Scuotivento si grattò un orecchio. — Ci devono essere degli echi strani in questo posto. Mi è sembrato udirvi usare parole come trovare e spiegare.
— Infatti.
Il mago gli lanciò un’occhiataccia. — Trovare Ben-Shamharoth?
— Sì. Non dobbiamo lasciarci coinvolgere.
— Trovare il Mangiatore d’Anime e non essere coinvolti? Salutarlo semplicemente con un cenno della testa, suppongo, e chiedergli la via per uscire? Spiegare la situazione al Signore dell’Ott…
Scuotivento troncò la parola appena in tempo e concluse: — Siete matto ! Ehi! Tornate indietro !
Si gettò all’inseguimento di Duefiori e dopo pochi secondi si fermò con un gemito.
La luce violetta lì era più intensa e conferiva a tutto colori nuovi e sgradevoli. Non si trovava in un corridoio ma in una vasta sala, con pareti di cui non osava contemplare il numero, dalla quale partivano ot… 7a corridoi.
Poco più in là, Scuotivento vide un altare basso con lo stesso numero di lati di quattro volte due. Però non era l’altare il centro della sala, ma un’enorme lastra di pietra con due volte i lati di un quadrato. In quella luce strana, la pietra massiccia appariva leggermente inclinata, poggiata di taglio sulle lastre che la circondavano.
Su di essa stava in piedi Duefiori.
— Ehi, Scuotivento! Guardate cosa c’è qui!
Il Bagaglio veniva avanti a passo incerto da uno dei corridoi che si irradiavano dalla sala.
— Magnifico — esclamò Scuotivento. — Bene. Ci può condurre fuori di qui. Ora.
Duefiori stava già frugando nella cassa. — Sì. Dopo che avrò scattato alcune immagini. Il tempo di trovare gli accessori…
— Ho detto adesso…
Scuotivento s’interruppe. In piedi all’estremità del corridoio proprio di fronte a lui, Hrun il Barbaro reggeva nella mano grossa come un prosciutto una grande spada nera.
— Tu? — disse incerto.
— Ahaha. Sì — rispose Scuotivento. — Hrun, non è vero? È un pezzo che non ti vedo. Cosa ti porta qui?

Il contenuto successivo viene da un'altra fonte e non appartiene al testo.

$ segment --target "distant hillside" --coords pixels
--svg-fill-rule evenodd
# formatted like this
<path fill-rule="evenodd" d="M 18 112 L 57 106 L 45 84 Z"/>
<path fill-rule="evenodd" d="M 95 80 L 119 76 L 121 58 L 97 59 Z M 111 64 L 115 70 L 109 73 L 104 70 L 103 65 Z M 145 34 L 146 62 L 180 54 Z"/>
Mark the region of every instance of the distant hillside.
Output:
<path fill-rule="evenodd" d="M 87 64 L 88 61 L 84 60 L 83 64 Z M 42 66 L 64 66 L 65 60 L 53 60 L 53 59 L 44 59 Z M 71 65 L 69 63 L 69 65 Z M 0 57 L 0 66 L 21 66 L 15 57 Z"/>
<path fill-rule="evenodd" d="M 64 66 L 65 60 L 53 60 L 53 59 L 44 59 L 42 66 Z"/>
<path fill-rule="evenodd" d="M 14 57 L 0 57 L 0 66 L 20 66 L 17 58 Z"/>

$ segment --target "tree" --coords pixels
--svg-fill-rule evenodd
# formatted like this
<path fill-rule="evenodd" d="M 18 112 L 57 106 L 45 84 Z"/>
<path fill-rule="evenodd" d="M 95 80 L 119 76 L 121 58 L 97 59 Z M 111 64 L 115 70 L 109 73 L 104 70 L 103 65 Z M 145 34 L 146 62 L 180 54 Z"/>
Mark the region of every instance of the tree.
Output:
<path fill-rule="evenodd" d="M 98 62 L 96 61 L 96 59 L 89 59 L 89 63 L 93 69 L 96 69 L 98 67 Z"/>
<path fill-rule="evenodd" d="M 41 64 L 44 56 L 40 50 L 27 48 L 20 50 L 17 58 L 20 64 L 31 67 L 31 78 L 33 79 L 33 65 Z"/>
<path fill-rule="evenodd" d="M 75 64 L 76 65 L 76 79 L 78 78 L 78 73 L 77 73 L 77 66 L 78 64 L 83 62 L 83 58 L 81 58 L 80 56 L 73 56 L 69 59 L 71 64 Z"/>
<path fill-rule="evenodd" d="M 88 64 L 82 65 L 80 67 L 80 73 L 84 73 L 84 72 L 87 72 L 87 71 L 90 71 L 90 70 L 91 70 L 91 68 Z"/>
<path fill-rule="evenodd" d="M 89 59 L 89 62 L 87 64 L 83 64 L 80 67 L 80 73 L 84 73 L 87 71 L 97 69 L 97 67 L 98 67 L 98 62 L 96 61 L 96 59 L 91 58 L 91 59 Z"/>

Hrun indicò il Bagaglio. — Quello. — Lo sforzo della.conversazione sembrò esaurirlo. Poi aggiunse, in un tono misto tra affermazione, pretesa, minaccia e ultimatum: — Mio.

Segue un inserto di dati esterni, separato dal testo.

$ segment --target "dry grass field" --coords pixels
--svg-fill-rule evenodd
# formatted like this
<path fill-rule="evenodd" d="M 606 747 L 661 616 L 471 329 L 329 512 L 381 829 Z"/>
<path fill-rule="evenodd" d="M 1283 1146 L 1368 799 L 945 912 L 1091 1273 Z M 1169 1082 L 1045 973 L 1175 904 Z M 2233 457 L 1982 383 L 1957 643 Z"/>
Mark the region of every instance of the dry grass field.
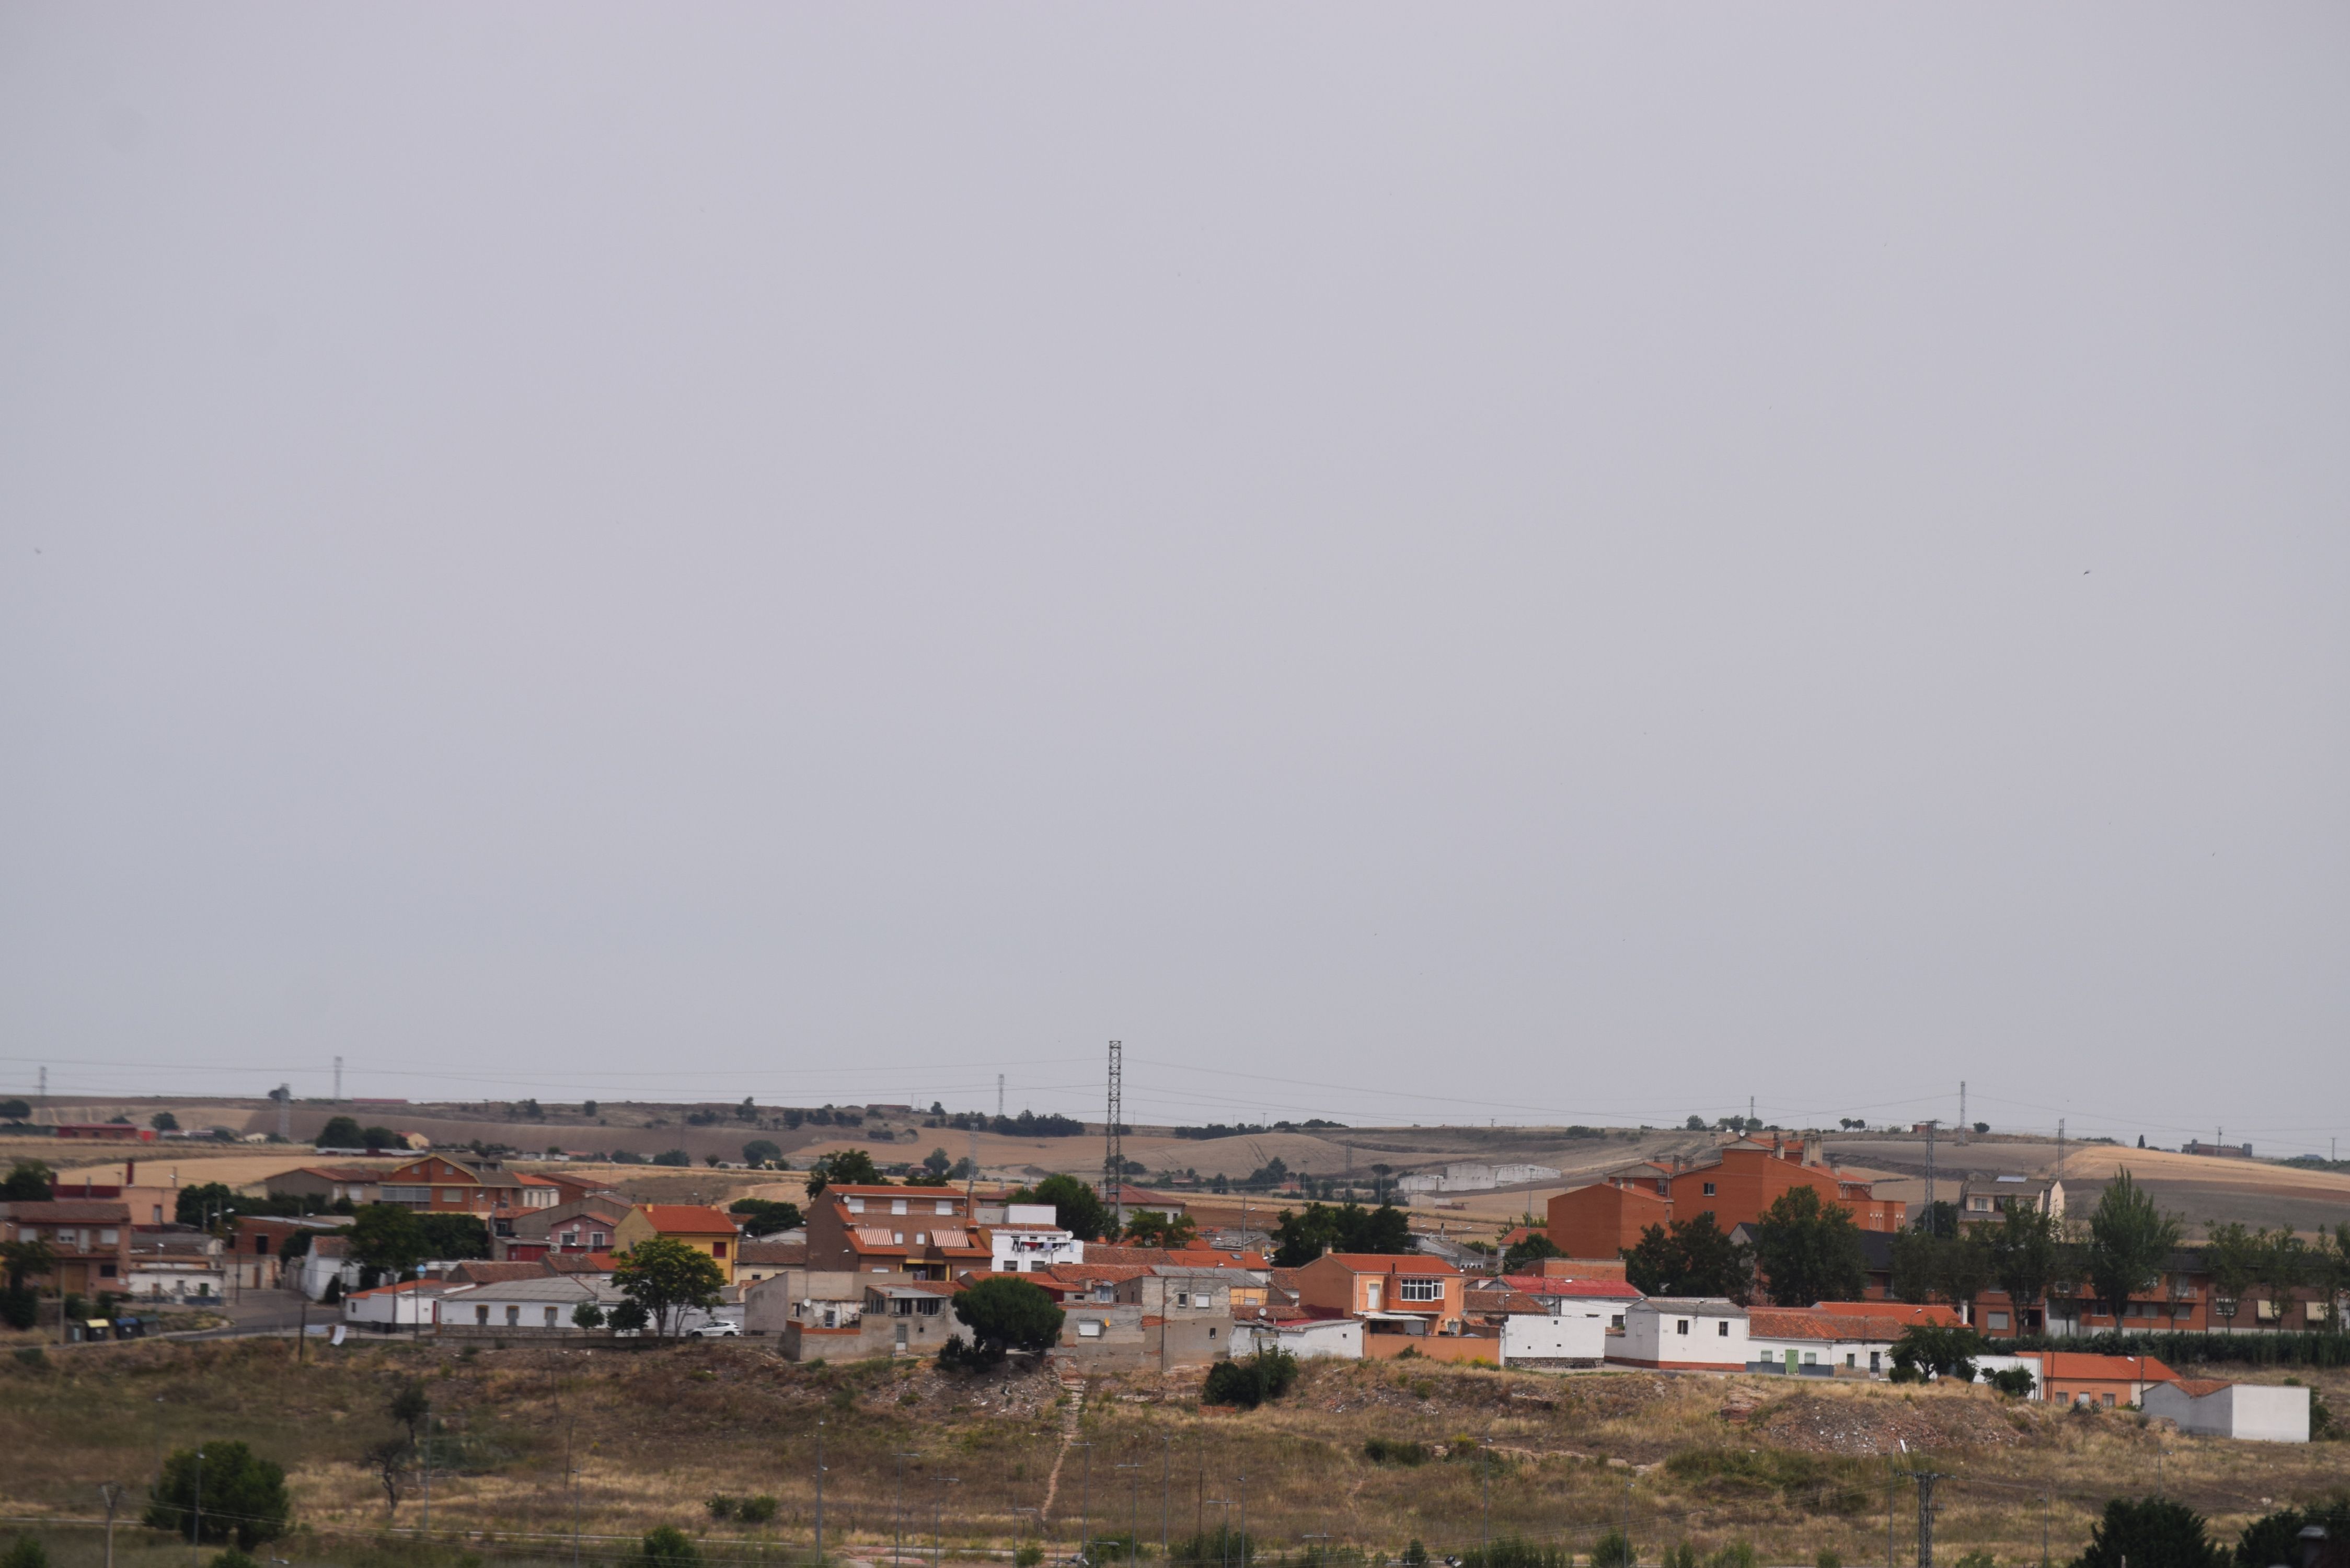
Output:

— Appartiene a Duefiori qui — ribatté il mago. — Ecco una mancia. Non toccarlo.
Troppo tardi si accorse che quella era precisamente la cosa sbagliata da dire, ma Hrun aveva già scansato Duefiori e allungava la mano verso il Bagaglio…

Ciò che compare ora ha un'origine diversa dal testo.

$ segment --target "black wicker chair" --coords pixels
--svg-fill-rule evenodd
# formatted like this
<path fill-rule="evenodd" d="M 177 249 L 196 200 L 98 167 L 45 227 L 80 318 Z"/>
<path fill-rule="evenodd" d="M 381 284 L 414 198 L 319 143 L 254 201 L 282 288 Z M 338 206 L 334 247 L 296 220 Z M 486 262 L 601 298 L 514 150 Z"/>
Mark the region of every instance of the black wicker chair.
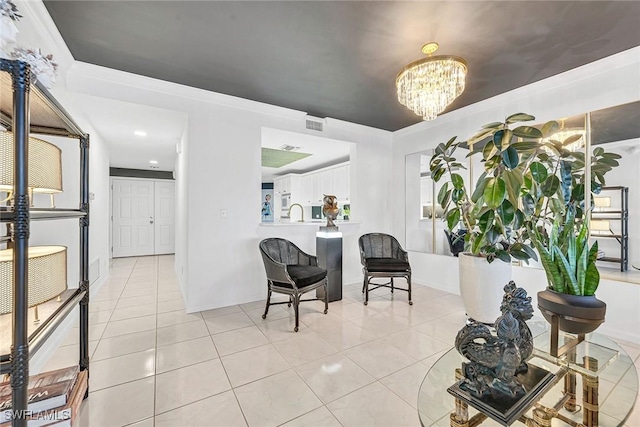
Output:
<path fill-rule="evenodd" d="M 464 235 L 467 234 L 467 230 L 458 230 L 454 233 L 444 230 L 444 234 L 447 235 L 451 255 L 457 257 L 460 252 L 464 252 Z"/>
<path fill-rule="evenodd" d="M 300 248 L 288 240 L 280 238 L 264 239 L 260 242 L 260 253 L 267 272 L 267 305 L 263 319 L 267 318 L 270 305 L 288 304 L 296 313 L 296 327 L 298 332 L 298 306 L 301 301 L 317 301 L 319 298 L 300 299 L 302 294 L 324 286 L 324 314 L 329 308 L 329 292 L 327 288 L 327 270 L 318 267 L 318 258 L 304 253 Z M 289 295 L 289 301 L 271 302 L 273 292 Z"/>
<path fill-rule="evenodd" d="M 364 305 L 369 302 L 369 291 L 380 287 L 407 291 L 409 293 L 409 305 L 411 301 L 411 266 L 409 256 L 402 249 L 395 237 L 383 233 L 369 233 L 360 236 L 358 239 L 360 247 L 360 262 L 364 273 L 364 283 L 362 292 L 364 295 Z M 383 284 L 371 283 L 372 279 L 384 277 L 390 281 Z M 393 284 L 395 277 L 402 277 L 407 280 L 408 288 L 396 288 Z M 374 286 L 369 289 L 369 285 Z"/>

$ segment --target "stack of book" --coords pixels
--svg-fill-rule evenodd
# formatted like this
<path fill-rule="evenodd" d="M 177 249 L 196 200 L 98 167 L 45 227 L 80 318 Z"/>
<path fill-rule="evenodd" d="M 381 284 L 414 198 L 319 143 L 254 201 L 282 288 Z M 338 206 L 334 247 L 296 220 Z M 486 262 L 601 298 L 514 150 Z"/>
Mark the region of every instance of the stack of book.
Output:
<path fill-rule="evenodd" d="M 29 427 L 76 426 L 87 380 L 88 371 L 77 365 L 29 377 L 29 403 L 21 413 L 12 408 L 11 383 L 0 383 L 0 427 L 11 426 L 14 418 L 27 418 Z"/>

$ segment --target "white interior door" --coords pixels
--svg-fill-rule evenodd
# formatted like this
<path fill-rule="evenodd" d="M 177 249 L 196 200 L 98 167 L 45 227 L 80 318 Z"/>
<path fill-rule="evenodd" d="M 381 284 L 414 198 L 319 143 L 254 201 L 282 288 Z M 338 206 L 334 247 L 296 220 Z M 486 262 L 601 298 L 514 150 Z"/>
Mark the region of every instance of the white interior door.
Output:
<path fill-rule="evenodd" d="M 154 254 L 154 182 L 113 179 L 113 257 Z"/>
<path fill-rule="evenodd" d="M 155 182 L 155 254 L 175 252 L 175 183 L 173 181 Z"/>

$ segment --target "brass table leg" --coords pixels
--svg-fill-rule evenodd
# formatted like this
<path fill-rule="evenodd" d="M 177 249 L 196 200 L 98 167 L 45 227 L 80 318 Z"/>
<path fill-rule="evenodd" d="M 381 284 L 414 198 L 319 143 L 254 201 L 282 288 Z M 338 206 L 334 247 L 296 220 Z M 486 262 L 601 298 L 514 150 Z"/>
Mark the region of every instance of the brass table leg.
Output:
<path fill-rule="evenodd" d="M 570 341 L 569 338 L 565 337 L 565 346 Z M 571 348 L 566 353 L 567 362 L 569 364 L 576 363 L 576 349 Z M 564 403 L 564 409 L 569 412 L 576 412 L 578 406 L 576 405 L 576 374 L 574 372 L 569 371 L 567 375 L 564 377 L 564 395 L 567 396 L 567 400 Z"/>
<path fill-rule="evenodd" d="M 593 357 L 585 356 L 584 367 L 590 371 L 598 370 L 598 361 Z M 598 425 L 598 377 L 582 375 L 582 424 L 586 427 Z"/>
<path fill-rule="evenodd" d="M 532 427 L 551 427 L 551 419 L 553 416 L 547 413 L 542 408 L 535 408 L 533 410 L 533 425 Z"/>
<path fill-rule="evenodd" d="M 462 379 L 462 369 L 456 368 L 456 381 Z M 456 409 L 449 414 L 449 425 L 451 427 L 469 427 L 469 405 L 460 399 L 455 399 Z"/>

…che, tirate fuori le gambe, indietreggiò e alzò minaccioso il coperchio. Nella luce incerta a Scuotivento parve di vedere le file di enormi zanne, bianche come rami di faggio secchi.
— Hrun — si affrettò a dire — c’è qualcosa che dovresti sapere.
Hrun si voltò verso di lui con aria irresoluta. — Cosa?
— Si tratta di numeri. Senti, sai che se sommi sette più uno, o tre più cinque, o sottrai due da dieci, ottieni un numero. Finché stai qui, non pronunciarlo e tutti noi potremmo avere la possibilità di uscire vivi da qui. Oppure di uscirne morti.
— Lui chi è? — chiese Duefiori. Reggeva in mano una gabbia, pescata dalle profondità del Bagaglio. Pareva piena di pigre lucertole rosa.
— Sono Hrun — rispose fiero Hrun. Poi guardò Scuotivento. — Cosa? — ripete.
— Semplicemente non dirlo. Sta bene? — gli raccomandò il mago. Guardò la spada in mano al barbaro. Era nera, del nero che non è tanto un colore quanto un cimitero di colori, e sulla lama aveva un’iscrizione in caratteri runici. Ancora più rimarchevole era il lieve alone di ottarino che la circondava. Anche la spada doveva essersi accorta di lui, perché d’un tratto si mise a parlare con una voce simile a un artiglio sfregato sul vetro.